Fish, candy and roaring engines fill Mackay for holiday fun | Characteristics
As the trademark protected ATV capital of Idaho and the West, Mackay often buzzes with the sound of loud engines.
Independence weekend was no exception. But those roars came from 2-wheeled machine engines, not 4-wheelers.
The Mackay Motorcycle Rodeo arrived in town for a few days as bikers packed motels, RV parks and campgrounds and entered their wacky contests at the rodeo grounds. The rest of the community filled with visitors and people who returned home for the holidays to enjoy a traditional small town Independence Day festival.
The big day of this year was actually Saturday July 3rd. But a casual observer wouldn’t have known it wasn’t July 4th as people celebrated the holiday.
The main street and several side streets were lined with spectators watching cyclists slip into town for a parade. Handfuls of candy were thrown by passengers in the backs of the bikes, grabbed quickly and stuffed into plastic bags. Garage sales were plentiful and the doors to the shops opened wide to welcome customers.

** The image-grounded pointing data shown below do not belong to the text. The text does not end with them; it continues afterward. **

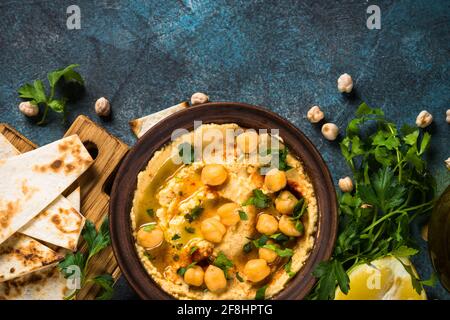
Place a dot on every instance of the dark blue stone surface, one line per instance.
(284, 55)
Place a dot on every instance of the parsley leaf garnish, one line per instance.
(392, 188)
(36, 93)
(96, 242)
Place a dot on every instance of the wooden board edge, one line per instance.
(6, 127)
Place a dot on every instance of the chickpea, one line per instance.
(102, 107)
(287, 226)
(229, 214)
(285, 202)
(247, 141)
(314, 114)
(149, 237)
(267, 254)
(424, 119)
(256, 270)
(267, 224)
(214, 174)
(345, 83)
(194, 276)
(330, 131)
(275, 180)
(215, 279)
(212, 229)
(346, 184)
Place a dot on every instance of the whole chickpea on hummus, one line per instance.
(221, 212)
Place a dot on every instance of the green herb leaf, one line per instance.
(287, 267)
(392, 187)
(70, 261)
(238, 276)
(404, 251)
(261, 241)
(193, 249)
(431, 282)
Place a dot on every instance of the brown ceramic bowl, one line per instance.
(247, 116)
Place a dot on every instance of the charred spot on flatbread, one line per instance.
(7, 212)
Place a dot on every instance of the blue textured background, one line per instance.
(284, 55)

After the parade was over, people headed either to the rodeo grounds for the main motorcycle event or to the kids’ park for lunch, games and the other main event – a fish pond.
Rainbow trout with an average length of 6 to 8 inches were thrown into a makeshift pond in the park and the children had the opportunity to jump in and try to catch one of the creatures slippery.

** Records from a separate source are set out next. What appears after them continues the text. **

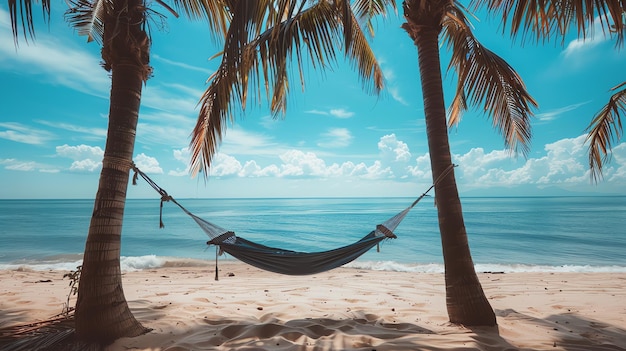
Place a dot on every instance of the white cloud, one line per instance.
(86, 158)
(86, 165)
(148, 164)
(394, 149)
(224, 165)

The fish pond has been a regular event in Mackay since the early 1990s, said Zane Vaden, resident of Mackay and EMT. Volunteers erected a wooden frame, placed it in a pond liner, used a fire hose to fill it with water, and waited for the children to line up. Rules were set – including that no one was supposed to take a live fish and throw it into a creek or river or the reservoir, and the screams began.
The youngest children, no more than 3 years old, were the first, but they did not swim with the fish. Instead, rubber ducks were thrown into the pond for the tykes to grab. They were given plastic containers of guppies that they could take home instead of a large trout.
As soon as the toddlers finished their hunt, the volunteers used nets to haul the trout out of the large reservoir. The nets were emptied into the pond, the “go” sound was given and the children jumped to begin the hunt. The older the kids, the less it was about catching a fish, but more of a soaking and splashing contest.
This year’s fish expedition came from the College of Southern Idaho in Twin Falls. The school donated the fish, Vaden said. The fish have come from many places over the past three decades, said Vaden, including Pocatello and occasionally the Mackay Fish Hatchery which one year bailed out the fish pond volunteers when Vaden woke up in the morning. of the party and found an aquarium of dead fish. . Before the following summer, Vaden designed a hose system that sprays water around the tank, keeps the water and air flowing, and ensures that the water level does not drop so that the fish do not die.
“I don’t want this to happen again,” he said of the fateful year of the dead fish.
Across the children’s park, volunteers served around 500 hot dogs, along with fries and watermelon at a donation lunch. Diners could also purchase cookies and drinks, with all proceeds going to Mackay Elementary School.
Children could spend a lot of excess energy on traditional park games – three-legged races, sack races, wheelbarrow races – before the fish pond opened. The teens brought boxes of suction cups to the finish line for each participant to grab one at the end of a race.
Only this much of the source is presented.